“Public services are key to good quality of life for all our citizens,” says Juergen Czernohorsky, Vienna City Councillor for Climate and Environment. “We have seen it during the corona pandemic.” Which is why, on the occasion of the International Day of Public Services, the city councillor reiterated the joint demand by many cities, regions and service providers across Europe to have more control over how these services are managed and delivered.
In particular, they ask that investments that local administrations make in public services be exempt from being counted in the EU’s debt, allowing cities to have more margin to ensure quality and accessible services for all. Vienna is also calling for simplification in the state aid regulations to be able to implement better public services.
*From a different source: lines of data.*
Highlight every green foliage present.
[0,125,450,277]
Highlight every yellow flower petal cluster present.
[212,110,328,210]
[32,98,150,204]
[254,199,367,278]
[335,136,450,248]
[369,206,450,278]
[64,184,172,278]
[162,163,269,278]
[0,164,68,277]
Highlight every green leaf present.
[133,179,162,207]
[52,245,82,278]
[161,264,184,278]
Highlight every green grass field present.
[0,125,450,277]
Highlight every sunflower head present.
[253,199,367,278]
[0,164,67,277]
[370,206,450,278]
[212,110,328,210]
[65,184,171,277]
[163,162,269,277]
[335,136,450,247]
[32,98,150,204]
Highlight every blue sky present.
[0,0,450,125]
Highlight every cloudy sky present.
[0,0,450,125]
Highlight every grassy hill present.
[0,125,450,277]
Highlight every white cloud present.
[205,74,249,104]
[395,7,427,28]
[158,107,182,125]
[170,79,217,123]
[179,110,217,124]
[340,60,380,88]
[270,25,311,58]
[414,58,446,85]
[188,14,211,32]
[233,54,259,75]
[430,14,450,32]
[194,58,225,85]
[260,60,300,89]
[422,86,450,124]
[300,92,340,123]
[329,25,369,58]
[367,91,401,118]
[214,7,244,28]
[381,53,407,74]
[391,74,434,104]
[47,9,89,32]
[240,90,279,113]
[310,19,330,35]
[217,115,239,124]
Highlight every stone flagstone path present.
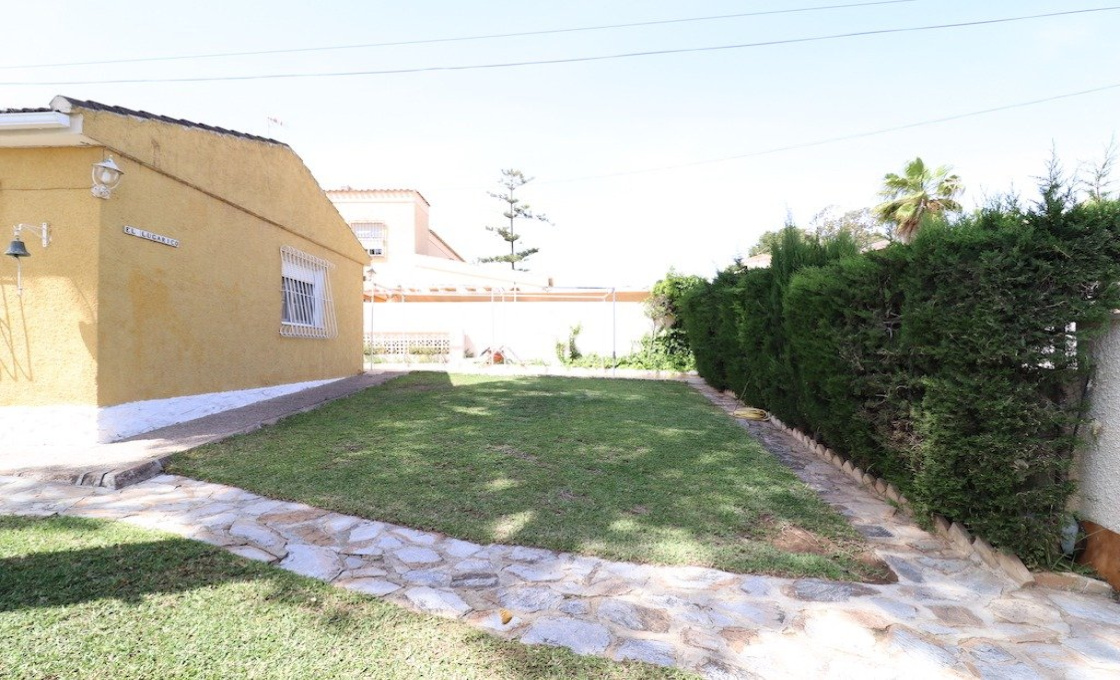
[0,383,1120,679]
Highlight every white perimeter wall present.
[365,298,653,363]
[1077,316,1120,533]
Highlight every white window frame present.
[351,220,389,258]
[280,245,338,338]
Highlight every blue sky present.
[0,0,1120,286]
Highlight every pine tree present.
[478,169,551,271]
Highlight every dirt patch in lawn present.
[769,525,898,584]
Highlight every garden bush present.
[683,183,1120,565]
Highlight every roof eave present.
[0,111,99,148]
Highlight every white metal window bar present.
[351,222,386,255]
[280,245,338,338]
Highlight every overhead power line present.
[538,83,1120,184]
[0,6,1120,86]
[0,0,920,71]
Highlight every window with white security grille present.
[351,222,388,255]
[280,245,338,338]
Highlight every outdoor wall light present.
[90,156,124,198]
[3,222,50,296]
Living by example, the city renewed and reaffirmed its commitment to provide high-quality public services at affordable prices for all residents by pledging to uphold the principle on access to essential services of the European Pillar of Social Rights. “Vienna has a long tradition in providing high-quality public services at affordable prices for all our citizens,” said Czernohorsky.
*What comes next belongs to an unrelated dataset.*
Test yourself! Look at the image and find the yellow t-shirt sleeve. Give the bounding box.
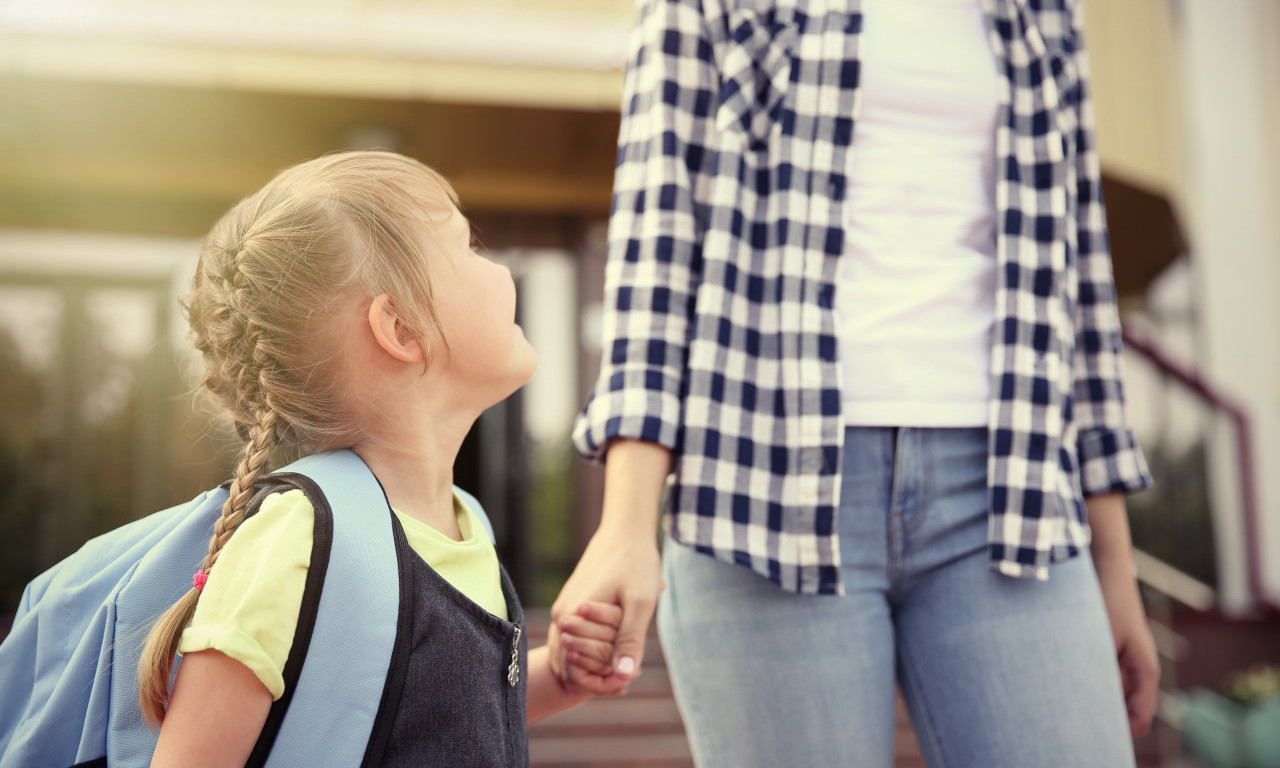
[178,490,315,700]
[178,489,508,700]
Vienna’s tradition dates back to 1873, when the first mountain spring pipeline started delivering fresh water to the city. Spanning from access to drinking water in public spaces, to waste water management, to investments in sustainable energy and efforts to keep energy provisions at affordable prices, to investments in sustainable and affordable public transport solutions, Vienna is committed to giving its people the best public services. And Czernohorsky promises they “are committed to continue and step up our work in the future.”